Crown Estate Scotland fund will benefit Annandale North

Councillor Stephen Thompson welcomed news of the opening of the new Scottish Crown Estate’s “Sustainable Communities Fund”. It can benefit constituted, not-for-profit groups with charitable aims, within 5 miles of the perimeter of the Applegirth Estate in Annandale North ward, Dumfries and Galloway.

Awards are between £10,000 to £50,000 for a one-year period.

This fund, along with the Coastal Communities fund, has been created since responsibility for Crown Estates Scotland was devolved to Scottish Ministers. There’s no shortage of examples where almost immediate and direct improvements can be made by having the power and responsibility in Scotland’s hands, and this is one where the revenue generated in Scotland can more directly benefit the communities that help to generate it.

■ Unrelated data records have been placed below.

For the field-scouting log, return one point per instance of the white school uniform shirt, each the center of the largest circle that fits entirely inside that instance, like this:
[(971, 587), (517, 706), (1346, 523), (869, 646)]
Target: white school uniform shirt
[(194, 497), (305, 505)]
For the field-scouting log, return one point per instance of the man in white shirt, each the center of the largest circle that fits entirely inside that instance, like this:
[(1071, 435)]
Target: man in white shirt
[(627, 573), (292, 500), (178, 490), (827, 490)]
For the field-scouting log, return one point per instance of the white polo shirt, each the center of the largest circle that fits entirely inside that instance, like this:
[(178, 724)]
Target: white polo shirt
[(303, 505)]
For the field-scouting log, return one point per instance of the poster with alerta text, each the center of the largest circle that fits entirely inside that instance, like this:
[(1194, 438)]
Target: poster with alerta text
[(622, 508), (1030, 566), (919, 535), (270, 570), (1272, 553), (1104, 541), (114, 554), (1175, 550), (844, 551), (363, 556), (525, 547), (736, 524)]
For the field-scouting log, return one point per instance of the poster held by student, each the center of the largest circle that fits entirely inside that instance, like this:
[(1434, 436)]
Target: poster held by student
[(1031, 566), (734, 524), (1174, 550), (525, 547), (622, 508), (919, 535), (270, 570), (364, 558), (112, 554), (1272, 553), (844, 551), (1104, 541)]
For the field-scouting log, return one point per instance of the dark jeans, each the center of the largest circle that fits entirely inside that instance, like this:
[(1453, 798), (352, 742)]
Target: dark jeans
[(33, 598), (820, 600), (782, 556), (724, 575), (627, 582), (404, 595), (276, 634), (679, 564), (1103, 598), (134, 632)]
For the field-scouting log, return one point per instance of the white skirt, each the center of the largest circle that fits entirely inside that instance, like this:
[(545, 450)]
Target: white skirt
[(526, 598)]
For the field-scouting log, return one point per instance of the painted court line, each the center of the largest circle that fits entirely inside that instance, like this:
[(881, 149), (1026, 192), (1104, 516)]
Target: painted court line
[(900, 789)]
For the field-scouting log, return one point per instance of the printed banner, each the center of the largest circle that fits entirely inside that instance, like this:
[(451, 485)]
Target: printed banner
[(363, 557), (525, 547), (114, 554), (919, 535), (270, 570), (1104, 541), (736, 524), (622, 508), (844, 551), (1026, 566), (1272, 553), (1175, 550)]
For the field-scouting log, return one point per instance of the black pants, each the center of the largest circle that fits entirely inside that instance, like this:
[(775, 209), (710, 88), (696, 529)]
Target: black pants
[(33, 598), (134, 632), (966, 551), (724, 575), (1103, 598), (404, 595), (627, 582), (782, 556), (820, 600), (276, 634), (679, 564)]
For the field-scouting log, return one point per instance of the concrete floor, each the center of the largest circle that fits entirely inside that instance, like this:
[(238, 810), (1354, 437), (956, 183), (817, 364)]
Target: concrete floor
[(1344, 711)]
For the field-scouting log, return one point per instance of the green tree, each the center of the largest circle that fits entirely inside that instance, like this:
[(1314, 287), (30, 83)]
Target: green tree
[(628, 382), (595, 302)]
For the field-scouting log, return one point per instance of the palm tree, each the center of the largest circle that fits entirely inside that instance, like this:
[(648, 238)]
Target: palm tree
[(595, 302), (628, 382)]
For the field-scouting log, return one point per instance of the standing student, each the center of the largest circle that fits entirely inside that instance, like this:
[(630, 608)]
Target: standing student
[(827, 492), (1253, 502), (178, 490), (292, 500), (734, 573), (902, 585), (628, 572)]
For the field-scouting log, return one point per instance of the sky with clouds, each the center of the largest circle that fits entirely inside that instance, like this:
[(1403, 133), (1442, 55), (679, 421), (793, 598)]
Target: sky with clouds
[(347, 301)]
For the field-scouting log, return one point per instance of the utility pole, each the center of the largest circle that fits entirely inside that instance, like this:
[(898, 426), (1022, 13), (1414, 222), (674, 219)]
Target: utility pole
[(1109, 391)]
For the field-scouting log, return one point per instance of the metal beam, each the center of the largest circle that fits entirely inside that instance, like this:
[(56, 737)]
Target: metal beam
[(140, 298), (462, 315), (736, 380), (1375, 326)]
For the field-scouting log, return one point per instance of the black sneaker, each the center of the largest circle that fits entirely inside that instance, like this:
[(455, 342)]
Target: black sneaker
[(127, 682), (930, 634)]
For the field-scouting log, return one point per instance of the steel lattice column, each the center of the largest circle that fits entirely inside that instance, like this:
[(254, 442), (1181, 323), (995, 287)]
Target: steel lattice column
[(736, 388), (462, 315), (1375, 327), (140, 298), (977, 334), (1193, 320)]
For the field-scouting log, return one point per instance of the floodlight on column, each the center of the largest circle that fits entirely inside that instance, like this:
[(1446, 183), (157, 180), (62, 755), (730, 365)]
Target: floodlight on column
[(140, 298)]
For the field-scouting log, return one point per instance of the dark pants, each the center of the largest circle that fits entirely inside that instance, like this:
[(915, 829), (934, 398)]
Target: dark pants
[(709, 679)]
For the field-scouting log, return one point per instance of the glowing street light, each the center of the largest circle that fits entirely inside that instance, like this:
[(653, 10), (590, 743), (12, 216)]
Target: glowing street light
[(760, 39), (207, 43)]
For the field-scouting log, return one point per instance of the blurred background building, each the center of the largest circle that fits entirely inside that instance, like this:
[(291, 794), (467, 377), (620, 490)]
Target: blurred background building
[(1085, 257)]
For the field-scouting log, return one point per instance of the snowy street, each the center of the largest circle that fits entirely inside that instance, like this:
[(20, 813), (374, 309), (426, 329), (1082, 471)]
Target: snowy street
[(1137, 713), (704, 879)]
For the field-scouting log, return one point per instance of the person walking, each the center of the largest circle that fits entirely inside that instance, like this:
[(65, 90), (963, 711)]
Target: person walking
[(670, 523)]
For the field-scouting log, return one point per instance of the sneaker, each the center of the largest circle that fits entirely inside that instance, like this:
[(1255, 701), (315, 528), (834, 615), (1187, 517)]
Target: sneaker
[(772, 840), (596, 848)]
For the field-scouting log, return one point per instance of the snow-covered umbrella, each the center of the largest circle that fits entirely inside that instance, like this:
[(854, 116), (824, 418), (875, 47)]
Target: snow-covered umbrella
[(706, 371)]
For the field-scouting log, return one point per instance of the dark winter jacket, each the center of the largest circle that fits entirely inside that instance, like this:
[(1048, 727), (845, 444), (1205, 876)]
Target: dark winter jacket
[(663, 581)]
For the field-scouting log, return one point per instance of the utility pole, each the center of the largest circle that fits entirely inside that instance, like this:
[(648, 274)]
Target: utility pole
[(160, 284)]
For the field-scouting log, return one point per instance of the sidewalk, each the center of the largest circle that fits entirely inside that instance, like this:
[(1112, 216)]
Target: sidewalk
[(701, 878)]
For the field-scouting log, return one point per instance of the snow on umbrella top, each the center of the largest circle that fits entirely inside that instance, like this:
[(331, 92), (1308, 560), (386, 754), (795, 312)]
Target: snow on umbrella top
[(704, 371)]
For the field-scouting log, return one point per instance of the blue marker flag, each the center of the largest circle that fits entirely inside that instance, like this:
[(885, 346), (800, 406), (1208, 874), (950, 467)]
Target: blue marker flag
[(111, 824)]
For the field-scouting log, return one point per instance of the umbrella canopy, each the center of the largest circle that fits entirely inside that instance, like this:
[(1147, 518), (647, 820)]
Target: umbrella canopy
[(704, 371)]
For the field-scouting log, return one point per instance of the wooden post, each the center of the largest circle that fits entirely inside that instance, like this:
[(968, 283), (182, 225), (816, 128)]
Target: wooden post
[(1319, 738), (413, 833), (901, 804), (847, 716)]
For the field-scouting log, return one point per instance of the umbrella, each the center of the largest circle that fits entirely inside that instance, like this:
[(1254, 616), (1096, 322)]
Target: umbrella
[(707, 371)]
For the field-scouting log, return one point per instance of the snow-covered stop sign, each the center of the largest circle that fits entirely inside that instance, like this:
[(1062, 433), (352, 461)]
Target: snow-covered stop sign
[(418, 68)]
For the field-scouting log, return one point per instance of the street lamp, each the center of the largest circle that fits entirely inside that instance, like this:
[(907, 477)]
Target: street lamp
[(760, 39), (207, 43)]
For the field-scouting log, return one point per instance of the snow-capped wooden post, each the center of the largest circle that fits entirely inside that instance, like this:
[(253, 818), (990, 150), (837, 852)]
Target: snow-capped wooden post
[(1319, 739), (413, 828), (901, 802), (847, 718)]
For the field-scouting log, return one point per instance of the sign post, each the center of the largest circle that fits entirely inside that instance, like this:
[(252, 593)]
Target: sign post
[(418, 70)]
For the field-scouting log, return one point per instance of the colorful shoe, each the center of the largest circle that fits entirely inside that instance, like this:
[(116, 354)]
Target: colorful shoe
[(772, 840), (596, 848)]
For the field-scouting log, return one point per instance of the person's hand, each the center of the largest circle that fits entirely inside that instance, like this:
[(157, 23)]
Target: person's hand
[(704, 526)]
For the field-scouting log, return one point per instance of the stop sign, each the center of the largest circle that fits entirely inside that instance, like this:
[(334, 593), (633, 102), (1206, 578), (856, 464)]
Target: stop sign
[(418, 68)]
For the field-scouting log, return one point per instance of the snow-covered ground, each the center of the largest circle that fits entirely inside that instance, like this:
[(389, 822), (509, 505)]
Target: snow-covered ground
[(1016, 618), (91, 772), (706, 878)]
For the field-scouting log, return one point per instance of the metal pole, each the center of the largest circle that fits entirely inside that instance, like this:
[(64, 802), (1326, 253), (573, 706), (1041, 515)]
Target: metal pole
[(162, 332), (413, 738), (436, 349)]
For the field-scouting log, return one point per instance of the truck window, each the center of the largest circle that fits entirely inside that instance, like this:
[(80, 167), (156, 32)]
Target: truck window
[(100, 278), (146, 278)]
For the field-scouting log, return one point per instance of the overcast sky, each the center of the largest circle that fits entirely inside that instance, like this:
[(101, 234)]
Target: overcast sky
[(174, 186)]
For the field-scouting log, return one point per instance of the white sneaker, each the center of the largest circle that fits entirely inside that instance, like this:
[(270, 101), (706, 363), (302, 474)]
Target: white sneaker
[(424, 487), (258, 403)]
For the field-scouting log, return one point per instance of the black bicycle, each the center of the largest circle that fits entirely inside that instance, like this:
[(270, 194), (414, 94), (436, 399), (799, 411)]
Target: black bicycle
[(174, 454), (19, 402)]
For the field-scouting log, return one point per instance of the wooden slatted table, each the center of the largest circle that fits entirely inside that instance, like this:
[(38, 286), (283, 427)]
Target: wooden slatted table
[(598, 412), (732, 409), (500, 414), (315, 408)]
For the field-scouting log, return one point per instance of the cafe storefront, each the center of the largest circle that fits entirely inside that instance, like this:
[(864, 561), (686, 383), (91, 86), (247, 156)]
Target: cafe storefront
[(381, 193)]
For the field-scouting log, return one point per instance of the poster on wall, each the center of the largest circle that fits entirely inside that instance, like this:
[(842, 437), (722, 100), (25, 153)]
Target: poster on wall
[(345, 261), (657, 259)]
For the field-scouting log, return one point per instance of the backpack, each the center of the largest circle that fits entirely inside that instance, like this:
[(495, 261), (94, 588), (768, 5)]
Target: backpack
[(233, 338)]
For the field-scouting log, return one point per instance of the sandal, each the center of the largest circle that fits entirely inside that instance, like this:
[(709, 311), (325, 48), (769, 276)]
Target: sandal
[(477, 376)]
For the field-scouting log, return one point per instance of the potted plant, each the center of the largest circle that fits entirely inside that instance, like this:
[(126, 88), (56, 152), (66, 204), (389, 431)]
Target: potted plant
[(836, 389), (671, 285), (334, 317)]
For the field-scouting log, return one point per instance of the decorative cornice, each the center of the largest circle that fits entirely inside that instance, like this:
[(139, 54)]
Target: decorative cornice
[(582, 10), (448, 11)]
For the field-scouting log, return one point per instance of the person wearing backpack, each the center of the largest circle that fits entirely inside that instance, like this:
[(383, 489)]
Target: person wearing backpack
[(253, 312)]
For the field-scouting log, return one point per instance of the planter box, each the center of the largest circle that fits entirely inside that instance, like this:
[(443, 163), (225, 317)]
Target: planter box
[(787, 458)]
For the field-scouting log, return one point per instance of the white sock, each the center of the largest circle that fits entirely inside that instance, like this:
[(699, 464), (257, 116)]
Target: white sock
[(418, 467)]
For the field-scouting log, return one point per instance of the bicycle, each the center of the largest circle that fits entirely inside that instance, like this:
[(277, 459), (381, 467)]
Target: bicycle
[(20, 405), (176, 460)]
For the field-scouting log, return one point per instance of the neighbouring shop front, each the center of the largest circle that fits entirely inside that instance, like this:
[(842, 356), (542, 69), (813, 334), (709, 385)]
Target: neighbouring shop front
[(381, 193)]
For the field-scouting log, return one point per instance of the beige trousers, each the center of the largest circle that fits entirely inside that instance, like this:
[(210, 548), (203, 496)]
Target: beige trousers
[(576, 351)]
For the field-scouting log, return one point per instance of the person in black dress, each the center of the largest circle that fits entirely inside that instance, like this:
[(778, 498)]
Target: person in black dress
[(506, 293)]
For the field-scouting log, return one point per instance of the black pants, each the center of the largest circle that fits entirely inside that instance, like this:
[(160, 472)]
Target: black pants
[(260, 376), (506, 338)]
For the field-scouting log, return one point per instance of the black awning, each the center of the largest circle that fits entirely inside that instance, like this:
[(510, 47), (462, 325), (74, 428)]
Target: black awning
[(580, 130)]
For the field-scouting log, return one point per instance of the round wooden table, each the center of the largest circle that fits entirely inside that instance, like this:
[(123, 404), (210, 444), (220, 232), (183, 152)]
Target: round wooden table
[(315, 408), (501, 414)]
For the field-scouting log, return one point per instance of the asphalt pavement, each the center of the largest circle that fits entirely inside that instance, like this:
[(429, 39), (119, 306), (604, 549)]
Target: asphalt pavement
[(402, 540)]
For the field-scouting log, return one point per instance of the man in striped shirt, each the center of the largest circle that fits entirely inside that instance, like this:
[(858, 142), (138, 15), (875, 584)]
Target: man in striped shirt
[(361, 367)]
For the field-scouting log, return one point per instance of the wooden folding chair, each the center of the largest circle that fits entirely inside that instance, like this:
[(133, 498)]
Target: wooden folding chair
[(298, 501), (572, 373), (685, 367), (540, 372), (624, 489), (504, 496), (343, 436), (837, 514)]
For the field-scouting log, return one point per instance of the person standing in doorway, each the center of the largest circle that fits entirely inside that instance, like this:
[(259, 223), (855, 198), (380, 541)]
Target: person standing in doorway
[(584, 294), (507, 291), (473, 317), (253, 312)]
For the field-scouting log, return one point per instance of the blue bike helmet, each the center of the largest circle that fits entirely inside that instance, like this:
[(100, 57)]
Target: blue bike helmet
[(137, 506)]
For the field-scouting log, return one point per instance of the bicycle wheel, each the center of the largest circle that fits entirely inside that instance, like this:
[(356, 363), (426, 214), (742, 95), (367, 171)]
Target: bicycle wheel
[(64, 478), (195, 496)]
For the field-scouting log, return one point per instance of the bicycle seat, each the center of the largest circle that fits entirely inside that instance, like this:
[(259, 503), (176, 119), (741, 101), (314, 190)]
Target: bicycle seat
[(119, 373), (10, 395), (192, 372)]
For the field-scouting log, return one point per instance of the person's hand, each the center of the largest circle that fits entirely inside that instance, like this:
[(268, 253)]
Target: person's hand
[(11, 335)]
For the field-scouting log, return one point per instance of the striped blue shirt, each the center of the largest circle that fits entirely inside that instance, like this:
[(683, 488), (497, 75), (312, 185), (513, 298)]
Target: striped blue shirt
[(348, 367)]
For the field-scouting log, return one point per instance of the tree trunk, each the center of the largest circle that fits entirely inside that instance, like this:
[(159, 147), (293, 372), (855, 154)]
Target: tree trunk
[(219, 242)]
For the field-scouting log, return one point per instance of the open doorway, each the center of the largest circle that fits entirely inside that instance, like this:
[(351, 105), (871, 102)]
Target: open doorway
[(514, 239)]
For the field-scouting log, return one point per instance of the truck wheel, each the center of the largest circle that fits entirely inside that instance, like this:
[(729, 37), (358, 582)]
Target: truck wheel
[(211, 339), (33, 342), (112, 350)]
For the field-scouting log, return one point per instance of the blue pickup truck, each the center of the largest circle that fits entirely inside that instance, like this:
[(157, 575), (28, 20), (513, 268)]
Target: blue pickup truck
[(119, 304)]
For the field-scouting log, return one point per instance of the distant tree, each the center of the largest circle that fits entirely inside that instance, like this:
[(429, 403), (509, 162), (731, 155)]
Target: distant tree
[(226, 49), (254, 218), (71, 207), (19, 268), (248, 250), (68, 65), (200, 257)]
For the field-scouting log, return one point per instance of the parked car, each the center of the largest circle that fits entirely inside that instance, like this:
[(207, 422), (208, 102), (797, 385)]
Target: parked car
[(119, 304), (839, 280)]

Stage 1 expressions of interest have a deadline of 1200 on 8th October 2020

Those subsequently invited to progress to Stage 2 will be given 10 weeks to prepare a full application, with decisions to be made by 7th April 2021

Details are available on Foundation Scotland’s website:…/crown-estate…/

Basic Criteria:

  • Only constituted groups, with a governing document, can apply
  • A bank account must be set up in the name of the group
  • There must be at least 3 unrelated members on your management committee. Committee meetings must have a quorum of at least 3 unrelated members present.
  • There must be no related cheque signatories and a minimum of 2 required to sign on payments.
  • Majority of your committee cannot be family/related.
  • Your community must be situated up to 5 miles from the Scottish Crown Estate’s rural estate.

The fund, which runs along similar lines to the Coastal Communities fund has been devised to help the regeneration of “places” by supporting improvements to buildings or community spaces, making these places more attractive, accessible, and beneficial to the community or to create self-sustaining community enterprises.

Awards are between £10,000 to £50,000 for a one-year period.